2024-04-14 11:28:13

At Free Range, we’ve seen a recent uptick in organizations looking to update their brand strategy and brand architecture. Many things can precipitate this sort of change: a new strategic direction, a lack of clarity or focus, or a desire to reach new audiences. Regardless of the reason, it’s essential for your brand to reinforce your organization’s strategy instead of working against it.

Your organization is constantly evolving and therefore requires a brand strategy that can grow in parallel. Without a clear framework and process for brand management, it’s common for brands to tend towards chaos. One-off projects don’t always fit into the overall structure. New products or initiatives pull the brand in a different direction. Growing influence makes the current brand feel too simplistic. The result is a fractured strategy that doesn’t provide internal alignment and causes confusion with external stakeholders.

Revising your brand strategy is a significant undertaking. It’s critical that organizations have their eyes wide open when beginning the process. Having partnered with a number of clients looking to bring greater clarity, focus and resonance to their brands, we’ve learned a few things that can set you up for success.

1. Your brand strategy can inform your organizational strategy...and it should.

It’s obvious that strategy and innovation will likely affect your brand. The opposite is also true.

I’m not suggesting the tail should wag the dog—that building a brand first and your strategy second is the right sequence of events.
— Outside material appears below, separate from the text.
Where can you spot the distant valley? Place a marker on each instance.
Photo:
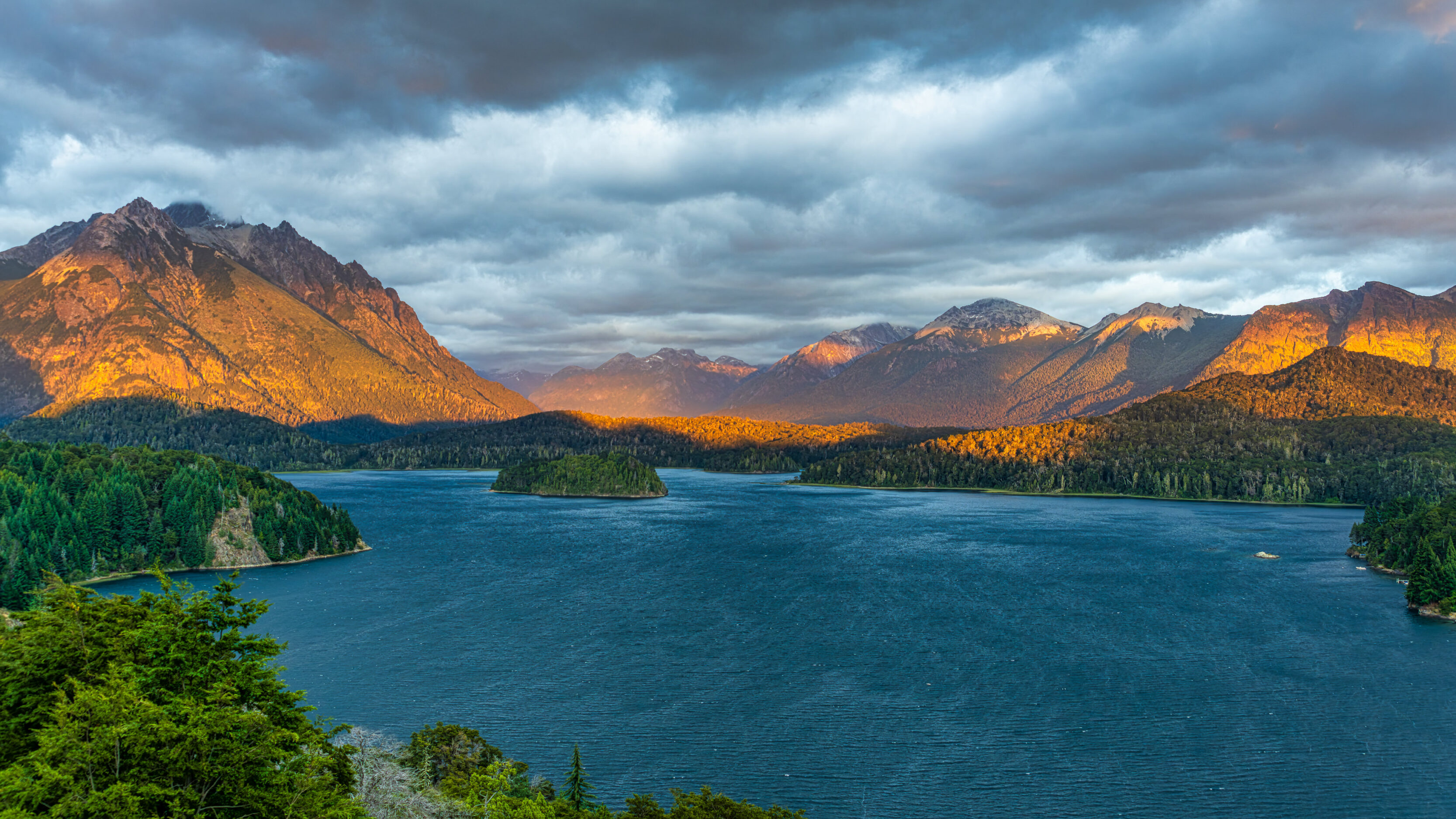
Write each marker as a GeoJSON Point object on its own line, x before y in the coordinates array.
{"type": "Point", "coordinates": [996, 363]}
However, in the process of talking to your audience, you will learn important information about how they perceive your work.

For example, distinct programs might be seen by outsiders as inextricably linked. How might that affect the way you think about how those programs are implemented or managed? It’s important to let your users’ perspective help you refine how you implement your work. Success requires that we build a brand that makes our strategic intent obvious to our audience. Simultaneously, we need to back up our brand with work that pays off on our brand promise.

2. Be willing to let go of the things you’ve always done.

Organizations over time can become attached to certain ways of talking about their work. Whether it’s legacy names for important initiatives or how you bucket related products and programs, you may need to challenge your paradigms and customs as your organization grows and evolves.

We recently had the privilege of working with the Kapor Center here in Oakland. One of their key initiatives—Level Playing Field Institute—had become synonymous with its signature program SMASH. After listening to their audience, we understood that maintaining both brand names caused confusion and decided to rebrand the initiative simply as SMASH. That didn’t mean we did away with Level Playing Field Institute. Given the importance and legacy of that name, we decided to use it as a shorthand description for the Kapor Center’s work to “level the playing field in tech” for people of color, women, and other groups that have been historically underrepresented.

3. Revising your brand requires an internal change management process.

It’s important to understand that an effective update to your brand strategy will require the input and buy-in of multiple stakeholders across the organization. More importantly, however, is the investment you make in acculturating the new brand across the team. It’s not enough to send out an updated brand guide and expect a 30-minute training to do the trick.

Any revisions to a brand—regardless of how big—will require people to change the way they think and talk about their work. Their mental models will need to evolve. This process can take time and requires a period of sustained education and support as your team internalizes the new brand strategy.

4. It will be uncomfortable.

I often compare the process of rethinking your brand to meeting with a counselor. It’s an emotional process that requires you to understand and discuss deeply held assumptions and practices—and, at some point, you might have to let go of things you have held closely for a while.

As a result, there will be moments of deep disagreement and frustration that come with this process. It’s important that organizations don’t avoid those moments and move too quickly past them. Instead, use them as an opportunity to use empathy and build a shared understanding of what’s important to each member of the team. The end result and the buy-in from members of your team will be stronger for it.

Revising your brand strategy is an exciting opportunity. It’s a chance to be creative and grow into your organization’s next chapter. As with any big shift, it’s an undertaking that should be done with great care. And if done well, it can do more than bring clarity—it can be the catalyst for the next wave of growth and impact for your organization.